Commitment of Multinational Corporations to Global Initiatives: The Role of Domestic Labor Institutions

PI: Srividya Jandhyala, Assistant Professor, Department of International Business, GWSB

Brief Description:
This project will address the question: When do Multinational Corporations (MNCs) join global initiatives? Global initiatives are voluntary programs that guide and constrain the activities of firms, rather than governments, by specifying standards that sometimes exceed government regulations. Existing literature examining the MNCs choice to join a particular initiative and the timing of that decision is limited to the firm's social characteristics, generally in case studies or small samples. Unlike prior research, this project proposes an empirical examination of a large sample of MNCs focusing on the institutional element; specifically the strength of the labor laws and regulations in a firm's home country and other countries that it has operations in. The PI will examine a firm's membership in the UN Global Compact, the world's largest sustainability initiative that stipulates compliance with human rights and labor policies in order to understand the interaction between domestic laws and global initiatives.

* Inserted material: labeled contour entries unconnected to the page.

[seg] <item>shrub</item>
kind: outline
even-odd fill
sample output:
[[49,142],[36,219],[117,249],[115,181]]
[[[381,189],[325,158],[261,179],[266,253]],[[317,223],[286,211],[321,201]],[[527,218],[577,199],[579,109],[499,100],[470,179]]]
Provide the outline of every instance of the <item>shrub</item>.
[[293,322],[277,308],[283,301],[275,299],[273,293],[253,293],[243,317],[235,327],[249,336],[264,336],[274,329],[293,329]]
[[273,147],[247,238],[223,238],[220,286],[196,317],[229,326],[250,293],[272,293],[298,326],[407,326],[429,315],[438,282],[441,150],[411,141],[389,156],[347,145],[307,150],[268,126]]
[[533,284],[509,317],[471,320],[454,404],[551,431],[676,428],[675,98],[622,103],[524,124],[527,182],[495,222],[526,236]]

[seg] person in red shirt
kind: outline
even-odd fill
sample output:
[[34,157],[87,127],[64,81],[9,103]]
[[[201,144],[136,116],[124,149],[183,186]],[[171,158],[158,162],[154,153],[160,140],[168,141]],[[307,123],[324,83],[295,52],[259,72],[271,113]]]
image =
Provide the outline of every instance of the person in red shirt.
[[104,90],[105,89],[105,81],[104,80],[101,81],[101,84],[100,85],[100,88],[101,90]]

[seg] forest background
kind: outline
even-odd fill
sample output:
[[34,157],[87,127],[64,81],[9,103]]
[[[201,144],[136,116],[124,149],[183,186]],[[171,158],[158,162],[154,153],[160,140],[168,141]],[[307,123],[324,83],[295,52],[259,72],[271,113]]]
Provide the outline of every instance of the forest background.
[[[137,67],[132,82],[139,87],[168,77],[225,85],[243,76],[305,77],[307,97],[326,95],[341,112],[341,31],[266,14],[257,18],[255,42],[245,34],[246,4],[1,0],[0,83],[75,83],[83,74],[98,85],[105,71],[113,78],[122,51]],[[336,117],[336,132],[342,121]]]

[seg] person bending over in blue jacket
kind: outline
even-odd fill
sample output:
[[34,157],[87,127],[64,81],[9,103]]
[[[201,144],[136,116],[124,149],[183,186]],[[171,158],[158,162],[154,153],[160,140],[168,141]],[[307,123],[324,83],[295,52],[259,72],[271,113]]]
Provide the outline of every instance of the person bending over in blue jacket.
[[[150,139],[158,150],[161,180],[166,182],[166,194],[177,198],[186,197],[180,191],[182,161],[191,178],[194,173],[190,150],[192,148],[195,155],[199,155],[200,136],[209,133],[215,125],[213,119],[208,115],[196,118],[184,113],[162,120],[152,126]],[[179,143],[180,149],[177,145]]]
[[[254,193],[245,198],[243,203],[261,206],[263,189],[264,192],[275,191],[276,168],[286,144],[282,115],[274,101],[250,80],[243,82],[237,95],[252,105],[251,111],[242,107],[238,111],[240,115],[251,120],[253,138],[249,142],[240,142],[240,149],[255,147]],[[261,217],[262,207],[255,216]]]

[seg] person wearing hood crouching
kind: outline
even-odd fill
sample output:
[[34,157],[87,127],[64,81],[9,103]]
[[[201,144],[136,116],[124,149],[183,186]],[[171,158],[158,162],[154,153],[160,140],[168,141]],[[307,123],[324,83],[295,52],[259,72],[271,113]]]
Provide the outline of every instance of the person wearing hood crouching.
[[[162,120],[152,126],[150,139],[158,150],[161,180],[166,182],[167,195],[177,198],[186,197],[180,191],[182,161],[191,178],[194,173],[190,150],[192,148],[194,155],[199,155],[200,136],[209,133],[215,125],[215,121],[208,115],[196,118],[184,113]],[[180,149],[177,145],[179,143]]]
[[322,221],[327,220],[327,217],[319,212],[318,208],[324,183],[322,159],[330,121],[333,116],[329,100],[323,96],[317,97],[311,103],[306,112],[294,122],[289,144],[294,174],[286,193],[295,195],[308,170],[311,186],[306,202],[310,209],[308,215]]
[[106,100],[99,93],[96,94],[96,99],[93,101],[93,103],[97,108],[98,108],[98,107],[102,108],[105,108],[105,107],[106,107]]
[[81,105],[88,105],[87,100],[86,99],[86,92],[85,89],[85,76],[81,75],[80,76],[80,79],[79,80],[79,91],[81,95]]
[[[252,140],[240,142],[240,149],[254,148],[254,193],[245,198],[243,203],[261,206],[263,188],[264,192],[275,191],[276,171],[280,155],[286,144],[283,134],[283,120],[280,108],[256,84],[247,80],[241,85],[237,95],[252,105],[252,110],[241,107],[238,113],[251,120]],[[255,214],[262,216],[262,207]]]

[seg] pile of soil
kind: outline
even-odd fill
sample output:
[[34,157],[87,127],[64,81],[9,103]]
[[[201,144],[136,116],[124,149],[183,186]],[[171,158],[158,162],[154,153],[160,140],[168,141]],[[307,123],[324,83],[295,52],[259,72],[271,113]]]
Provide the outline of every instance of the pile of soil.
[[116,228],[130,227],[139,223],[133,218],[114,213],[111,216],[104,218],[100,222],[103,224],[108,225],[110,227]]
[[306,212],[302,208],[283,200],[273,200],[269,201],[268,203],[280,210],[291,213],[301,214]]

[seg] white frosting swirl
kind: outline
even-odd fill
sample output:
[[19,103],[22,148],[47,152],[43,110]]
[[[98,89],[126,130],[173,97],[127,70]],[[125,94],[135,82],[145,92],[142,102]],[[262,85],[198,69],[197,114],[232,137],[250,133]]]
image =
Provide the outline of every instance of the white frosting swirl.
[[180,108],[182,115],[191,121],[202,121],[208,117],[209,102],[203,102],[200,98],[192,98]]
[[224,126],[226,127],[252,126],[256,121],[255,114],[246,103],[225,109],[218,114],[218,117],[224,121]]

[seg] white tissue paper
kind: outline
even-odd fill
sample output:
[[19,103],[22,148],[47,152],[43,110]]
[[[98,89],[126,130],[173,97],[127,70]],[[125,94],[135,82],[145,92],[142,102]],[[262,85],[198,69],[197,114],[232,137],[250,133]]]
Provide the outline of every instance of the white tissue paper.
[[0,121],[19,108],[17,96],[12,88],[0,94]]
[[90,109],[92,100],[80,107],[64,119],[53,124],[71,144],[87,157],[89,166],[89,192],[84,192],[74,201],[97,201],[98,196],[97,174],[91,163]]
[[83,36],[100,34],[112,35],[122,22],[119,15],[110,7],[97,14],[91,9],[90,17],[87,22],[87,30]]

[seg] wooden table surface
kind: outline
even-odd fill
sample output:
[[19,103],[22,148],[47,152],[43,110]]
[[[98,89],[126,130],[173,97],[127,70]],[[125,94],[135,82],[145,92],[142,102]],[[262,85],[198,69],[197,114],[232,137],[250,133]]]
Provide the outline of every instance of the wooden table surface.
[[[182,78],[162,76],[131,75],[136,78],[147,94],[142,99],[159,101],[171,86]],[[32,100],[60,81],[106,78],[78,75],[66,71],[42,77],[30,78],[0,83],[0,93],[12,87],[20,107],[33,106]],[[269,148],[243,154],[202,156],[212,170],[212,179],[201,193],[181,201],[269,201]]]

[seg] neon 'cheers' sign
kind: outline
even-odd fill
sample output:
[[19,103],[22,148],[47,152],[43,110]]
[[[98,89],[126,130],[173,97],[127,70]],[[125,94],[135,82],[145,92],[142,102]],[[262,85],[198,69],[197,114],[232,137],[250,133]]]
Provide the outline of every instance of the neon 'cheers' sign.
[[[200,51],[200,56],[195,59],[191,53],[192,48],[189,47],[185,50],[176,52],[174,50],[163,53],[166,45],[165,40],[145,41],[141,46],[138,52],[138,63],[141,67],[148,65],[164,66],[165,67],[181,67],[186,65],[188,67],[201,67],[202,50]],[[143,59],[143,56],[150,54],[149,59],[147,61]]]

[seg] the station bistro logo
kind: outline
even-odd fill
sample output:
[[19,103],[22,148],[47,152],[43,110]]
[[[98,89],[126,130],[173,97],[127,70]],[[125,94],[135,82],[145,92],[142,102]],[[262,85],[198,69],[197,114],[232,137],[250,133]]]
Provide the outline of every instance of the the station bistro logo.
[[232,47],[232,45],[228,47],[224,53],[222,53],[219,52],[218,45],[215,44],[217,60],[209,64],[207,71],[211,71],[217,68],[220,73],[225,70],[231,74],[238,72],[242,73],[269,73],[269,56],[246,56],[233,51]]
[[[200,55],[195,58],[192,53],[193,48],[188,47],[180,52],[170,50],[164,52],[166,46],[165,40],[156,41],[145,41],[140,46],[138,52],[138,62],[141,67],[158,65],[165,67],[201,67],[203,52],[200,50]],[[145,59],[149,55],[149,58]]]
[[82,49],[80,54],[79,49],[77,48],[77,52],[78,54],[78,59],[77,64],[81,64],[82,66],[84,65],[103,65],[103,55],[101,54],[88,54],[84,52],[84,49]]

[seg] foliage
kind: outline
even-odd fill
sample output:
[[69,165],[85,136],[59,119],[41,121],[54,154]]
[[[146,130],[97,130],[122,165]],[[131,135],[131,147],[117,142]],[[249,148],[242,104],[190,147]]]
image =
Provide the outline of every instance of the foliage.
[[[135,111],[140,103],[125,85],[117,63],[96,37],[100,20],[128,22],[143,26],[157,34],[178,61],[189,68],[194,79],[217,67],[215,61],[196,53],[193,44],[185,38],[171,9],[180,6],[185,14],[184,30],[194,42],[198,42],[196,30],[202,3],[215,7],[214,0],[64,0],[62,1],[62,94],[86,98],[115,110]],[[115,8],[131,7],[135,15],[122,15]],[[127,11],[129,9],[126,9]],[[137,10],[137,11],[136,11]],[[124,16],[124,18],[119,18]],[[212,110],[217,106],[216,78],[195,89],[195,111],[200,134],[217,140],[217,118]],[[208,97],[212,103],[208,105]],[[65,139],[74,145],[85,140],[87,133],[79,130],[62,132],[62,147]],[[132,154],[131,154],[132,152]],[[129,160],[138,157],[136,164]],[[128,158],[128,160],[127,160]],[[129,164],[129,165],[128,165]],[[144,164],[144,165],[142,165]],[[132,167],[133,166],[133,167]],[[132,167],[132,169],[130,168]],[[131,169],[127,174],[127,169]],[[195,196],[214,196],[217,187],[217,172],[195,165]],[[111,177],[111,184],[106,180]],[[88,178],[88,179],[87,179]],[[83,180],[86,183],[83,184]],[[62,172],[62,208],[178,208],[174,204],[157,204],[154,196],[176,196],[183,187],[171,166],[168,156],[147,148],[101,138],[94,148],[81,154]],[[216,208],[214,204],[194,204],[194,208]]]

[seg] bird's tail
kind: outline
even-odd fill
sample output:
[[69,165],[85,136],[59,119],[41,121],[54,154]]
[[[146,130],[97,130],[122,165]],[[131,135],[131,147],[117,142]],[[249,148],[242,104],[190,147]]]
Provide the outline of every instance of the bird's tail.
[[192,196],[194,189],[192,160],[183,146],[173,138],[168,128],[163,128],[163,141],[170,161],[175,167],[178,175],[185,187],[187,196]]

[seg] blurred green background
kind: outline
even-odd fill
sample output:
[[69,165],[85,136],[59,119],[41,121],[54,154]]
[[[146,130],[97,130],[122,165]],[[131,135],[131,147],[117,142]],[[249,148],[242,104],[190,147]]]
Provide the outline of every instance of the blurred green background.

Two Hundred Years of Financial Integration: Growth, Crises, and Financial Contagion

PI: Graciela Kaminsky, Professor, Department of Economics, CCAS

Brief Description:
The last three decades have been witness to a dramatic process of globalization. This process of integration was warmly welcomed around the world since it was believed that financial integration allows capital to travel to its most attractive destination. But the boom in international capital flows of the 1990s ended with currency crises around the world. Again in the mid-2000s, international capital flows sharply increased, with the United States and Great Britain becoming the most important beneficiaries of this surge. This boom also ended with a collapse and worldwide crisis beginning in 2007 and we are now in the midst of a sovereign crisis in Europe. What went wrong? What should policy makers do? This project constructs a new database on international capital flows since the beginning of the 19th century to compare the boom-bust cycles during the heydays of financial integration before 1931 and the crises that followed them with those of the last three decades to understand the differences between crises that start in the financial centers (such as crises of 1929 and 2007) and those that start in the periphery (such as the Baring crisis of 1890 and Mexico crisis of 1994) as well as to assess the various channels of financial contagion and the policies should be implemented to reduce the spillovers of the crises.

Innovation and the Organization of R&D Activities in the Multinational Firm

PI: Anu Phene, Associate Professor, Department of International Business, GWSB

Brief Description:
Research on multinational firm (MNC) innovation has examined the global dispersion of the firm's R&D network. However an area that has been largely overlooked in this research is how MNCs organize their global R&D networks and the consequent implications for firm innovation. Teece (1996) posits that firm organization is an important determinant of innovation and the links between firm structure and innovation process are poorly understood. We propose that in order to understand multinational firm innovation, it is critical to look beyond the existing emphasis of international dispersion of activity and evaluate how global R&D networks are organized. As the resource based view suggests it is not merely the possession of resources but the organization and management of these resources that determine firm capability and therefore competitive advantage. Our research question in this study is, "How does the organization of the MNCs global R&D network influence its innovation?". We evaluate the organization of the MNCs global R&D network by examining a) the national factors that determine configuration of the network and b) organizational factors that influence co-ordination within the network. We suggest that while configuration of the R&D network is important, effective co-ordination moderates the relationship between configuration and innovation, often compensating for the effects of a less optimal structure or strengthening the effects of an appropriate configuration.